I recently bought a Ford 4000. I was able to decode most of the serial number except the Chassis number. It is stamped lighter than the other two lines but I am sure it is D1424C. So it is a Ford 4000 gasoline, Independent 540 PTO 8 speed trans.
What is the 14 for Chassis? All the sites I found have chassis numbers 10-13 and pick back up at 20, 30, 31... It was manufactured Oct 25, 1972 (2K25B). Sorry for the bad picture, but the first 3 characters are visible. Any help would be appreciated.


----------



## pogobill (Jan 31, 2012)

That sure is a tough one! Can't figure it out. I did manage to find this....
https://archive.org/stream/tractors...000-Operators-Service-Manual#page/n0/mode/2up

I wonder if you have anything like this yet?


----------



## BigT (Sep 15, 2014)

Hello JRS,

Welcome aboard the Ford/New Holland Tractor Forum.

The "14" code stands for *Special utility (SU)*. So, you have a 4000SU model tractor. 

Tractordata.com comment: "The Ford 4000SU - Special Utility - used the engine from a Ford 4000 fit into a smaller chassis using components from the Ford 3000." 
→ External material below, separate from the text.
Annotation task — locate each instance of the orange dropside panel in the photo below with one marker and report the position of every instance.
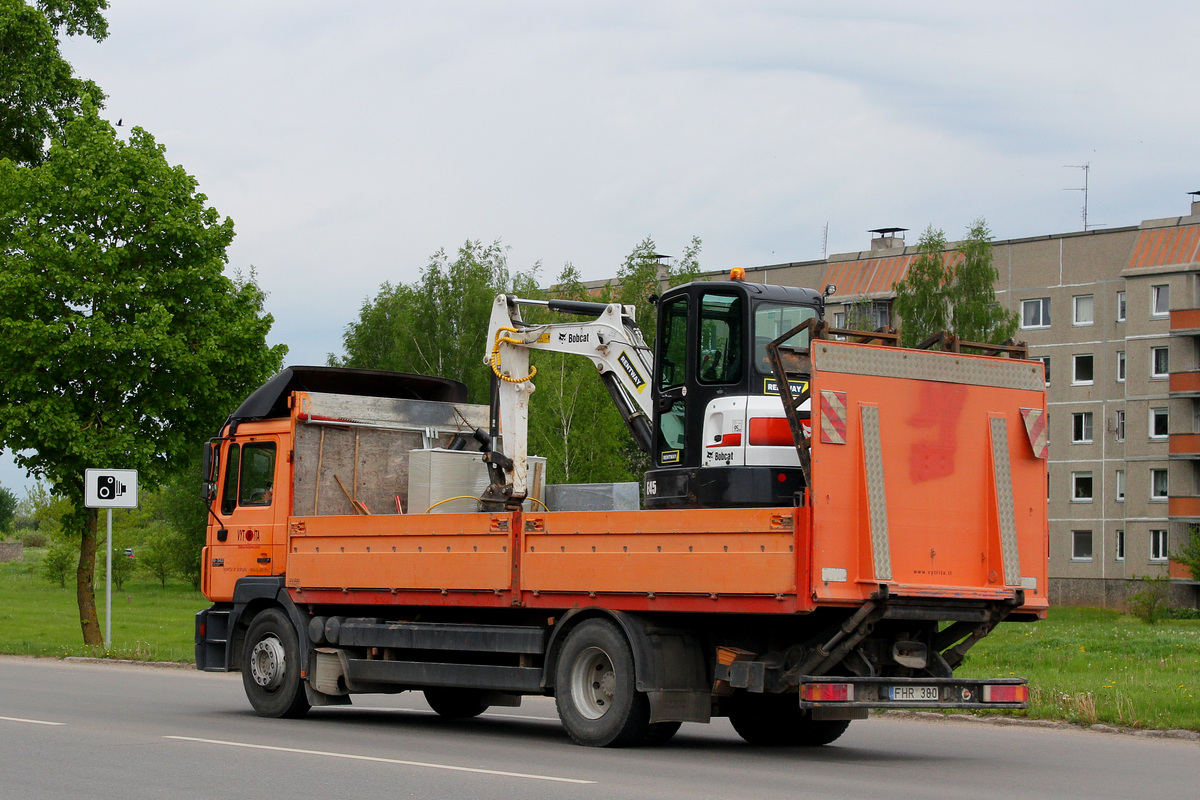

You can check this out readily on the internet.


----------



## Ultradog (Feb 27, 2005)

BigT said:


> "The Ford 4000SU - Special Utility - used the engine from a Ford 4000 fit into a smaller chassis using components from the Ford 3000."
> .


Mostly correct but not quite.
The SU models were entirely a 4000 with the exception of the front axle and steering which was the same as a 3000.
Dractor Data is a good general guide but does have many flaws.
Ford did build a tractor like that though.
The 4110 was an LCG model (low center of gravity) which had a 4000 engine in a 3000 chassis.


----------



## JRS (Jan 17, 2015)

Awesome, thank you guys very much!!!!


----------



## Hacke (Feb 22, 2011)

When you are looking for parts, remember that a Ford 4000 SU is a 4140:
(4140) - 3 CYL SPECIAL UTILITY TRACTOR (1/65-12/74)

Some facts:
http://www.ntractorclub.com/forums/manuals/messages/6231.html


----------